We will celebrate “Father’s Day” on Sunday, June 17th. Have I got a great idea for this momentous occasion, or not?
As an African-American male of 77 years, I am deeply concerned about the failure of some Black men to do the right thing and to deny responsibility for their actions. Collectively, we are capable of “doing the right thing,” and we should be held accountable and responsible for doing as much. Our manhood and our personhood demand this much of us.
I understand that African-Americans, particularly its males, have needs and concerns that are distinctly different from the rest of American society. Our struggle has always been a difficult (and unique) battle against the odds in the face of a storm not necessarily of our making. However, regardless of how our conditions came about, we are our solutions for what ails us as a people. If it is to be, it is up to us.
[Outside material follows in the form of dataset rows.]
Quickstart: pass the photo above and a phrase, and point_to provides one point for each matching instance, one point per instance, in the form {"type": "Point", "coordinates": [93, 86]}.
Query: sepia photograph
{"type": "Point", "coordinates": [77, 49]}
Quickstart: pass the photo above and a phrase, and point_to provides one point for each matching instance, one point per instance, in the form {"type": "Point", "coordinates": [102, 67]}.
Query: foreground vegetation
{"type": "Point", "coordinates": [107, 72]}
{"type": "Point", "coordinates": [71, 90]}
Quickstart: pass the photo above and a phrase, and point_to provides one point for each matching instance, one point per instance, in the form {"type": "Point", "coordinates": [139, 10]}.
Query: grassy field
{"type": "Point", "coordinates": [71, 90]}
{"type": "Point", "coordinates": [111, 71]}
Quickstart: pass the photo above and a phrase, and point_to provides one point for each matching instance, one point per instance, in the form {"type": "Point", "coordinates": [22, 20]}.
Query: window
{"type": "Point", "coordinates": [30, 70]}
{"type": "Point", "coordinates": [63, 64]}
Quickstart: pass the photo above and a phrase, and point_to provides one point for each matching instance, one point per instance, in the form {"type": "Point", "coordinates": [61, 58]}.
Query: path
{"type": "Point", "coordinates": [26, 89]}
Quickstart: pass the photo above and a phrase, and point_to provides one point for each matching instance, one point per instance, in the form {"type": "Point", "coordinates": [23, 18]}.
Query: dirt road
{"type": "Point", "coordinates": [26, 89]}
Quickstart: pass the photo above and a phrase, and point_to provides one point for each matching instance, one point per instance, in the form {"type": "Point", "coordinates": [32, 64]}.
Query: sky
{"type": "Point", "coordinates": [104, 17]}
What bothers me greatly is that too many Black folks are “catching hell” in today’s society. We have done a lot, but we haven’t done enough. Even now, Black men continue to suffer disproportionately from violence and crime. Further, Black men continue to be debilitated by substance abuse and poor health habits. Because of this and other counterproductive behaviors, our rightful roles as parents, protectors and providers are negatively affected.
It has been said, “The ruin of a nation begins in the homes of its people.” Recent government and other reliable statistics report that nearly 70 percent of all Black children are being raised without their biological fathers being in the home, married to their mothers. Also, over 70% of all Black children are born out of wedlock. This nonsense has to stop. We have to make better choices. And, we must remember that our choices, not our circumstances, will determine our destiny.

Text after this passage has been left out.